After about two hours of play, I was out of property. I looked for every opportunity to go to jail and hang there, because that was the safest place for me. Between GO money, free rent, and my cut of other players' rents, I could handle any Chance or Community Chest setback. I proceeded around the board, loop after loop, just scraping enough money to pay rents due.

Houses went up, hotels went up, players lost everything, but no one could get me out of the game. We had been playing for five hours. I was safely in jail, when finally my Israeli friend said, "I give up. I cannot play any longer. You have won."

Then everyone agreed I had won. They also agreed that I had ruined Monopoly for them forever and that what I had done was contrary to the whole spirit of the game. That was maybe my happiest moment on planet Earth.

FINAL DIPLOMACY

So here we were on Tomahawk Island, on the outer banks of North Carolina, indoors, playing a game of (partial) World Domination that did not even include North Carolina, and everyone is mouthing off about not knowing the rules and hating this game, and no one is mouthing off more than me.

But I calmed down when I finally saw what a sweet little setup the fates handed me. I made an alliance with my niece, Olivia, that she could rummage through my flank and take countries at will while I held off the female half of the Tom & Laura lovebirds up in Europe. That was okay with Olivia.

Laura was not too happy with my strategy, since it meant battling her to a standstill while giving Olivia a free pass but, hey, by that time I had zero interest in the game.
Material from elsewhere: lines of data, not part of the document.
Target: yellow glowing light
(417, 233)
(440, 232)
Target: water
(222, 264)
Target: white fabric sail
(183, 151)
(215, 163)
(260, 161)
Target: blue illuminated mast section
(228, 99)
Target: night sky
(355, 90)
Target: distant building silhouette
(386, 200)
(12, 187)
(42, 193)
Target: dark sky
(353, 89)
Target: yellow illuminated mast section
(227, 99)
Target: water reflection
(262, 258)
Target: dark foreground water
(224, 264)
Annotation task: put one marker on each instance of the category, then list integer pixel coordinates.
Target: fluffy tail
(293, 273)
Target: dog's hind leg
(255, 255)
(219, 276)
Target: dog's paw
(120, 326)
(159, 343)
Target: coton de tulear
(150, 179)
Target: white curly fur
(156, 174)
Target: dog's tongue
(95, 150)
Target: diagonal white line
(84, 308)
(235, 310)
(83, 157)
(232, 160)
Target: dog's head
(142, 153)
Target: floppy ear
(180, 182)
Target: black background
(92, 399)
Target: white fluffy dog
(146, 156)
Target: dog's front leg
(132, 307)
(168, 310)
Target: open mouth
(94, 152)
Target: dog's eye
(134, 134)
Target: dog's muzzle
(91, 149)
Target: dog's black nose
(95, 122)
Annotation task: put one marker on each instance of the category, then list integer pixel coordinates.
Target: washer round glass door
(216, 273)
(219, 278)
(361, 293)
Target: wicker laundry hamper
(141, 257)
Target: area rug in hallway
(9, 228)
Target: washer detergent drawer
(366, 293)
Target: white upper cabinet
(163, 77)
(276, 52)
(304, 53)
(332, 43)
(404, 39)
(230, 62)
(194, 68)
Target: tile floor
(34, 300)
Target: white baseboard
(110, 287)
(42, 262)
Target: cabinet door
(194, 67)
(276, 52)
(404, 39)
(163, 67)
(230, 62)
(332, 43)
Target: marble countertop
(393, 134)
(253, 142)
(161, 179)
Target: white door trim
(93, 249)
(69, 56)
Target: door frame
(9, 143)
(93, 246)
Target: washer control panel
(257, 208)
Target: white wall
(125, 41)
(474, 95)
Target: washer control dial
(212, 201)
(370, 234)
I could see I was between a fiance and a niece and I had no chance, so I fell on my sword. That's diplomacy.

As my pieces left the board, however, a new reality settled in. I held one country: Paris. It is a supply center. I can stay alive as long as I can hold Paris. I would lose to any attack from two armies. However, I had a pact with Olivia. She agreed to never attack Paris. She further agreed to support me against attacks on Paris from Laura. Since Laura could only attack with two armies, she would never be able to take Paris as long as Olivia supported me.

And so it came to pass, my friends, that in the game Diplomacy I outlasted everyone. Once Olivia had consumed the territory around Paris, I was safe from attack. I was in the game, but I never attacked nor was attacked. I neither had to move or defend myself. I stood, motionless, in Paris, while around me great battles were fought and won and lost.
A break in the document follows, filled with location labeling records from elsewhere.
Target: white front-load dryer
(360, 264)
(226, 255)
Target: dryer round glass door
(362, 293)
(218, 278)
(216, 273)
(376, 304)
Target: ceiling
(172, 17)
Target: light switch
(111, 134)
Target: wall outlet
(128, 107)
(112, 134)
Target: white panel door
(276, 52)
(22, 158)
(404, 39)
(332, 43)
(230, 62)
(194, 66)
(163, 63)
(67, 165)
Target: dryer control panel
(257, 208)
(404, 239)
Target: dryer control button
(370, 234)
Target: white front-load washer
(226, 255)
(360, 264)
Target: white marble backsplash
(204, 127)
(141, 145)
Because someone can win in Diplomacy by taking only 18 supply centers, the game could come to an end without me ever having to relinquish Paris. In fact, the game ended when everyone got tired of playing. I wonder if that is how the real world will come to an end one day -- everyone decides to stop fighting?

While some will say Tom won Diplomacy, because he was the most likely to capture 18 supply centers -- or because he achieved his victories without having to attack his fiance -- I feel as though I won. Any game for (partial) World Domination where I can spend the entire time peacefully in Paris is my kind of game.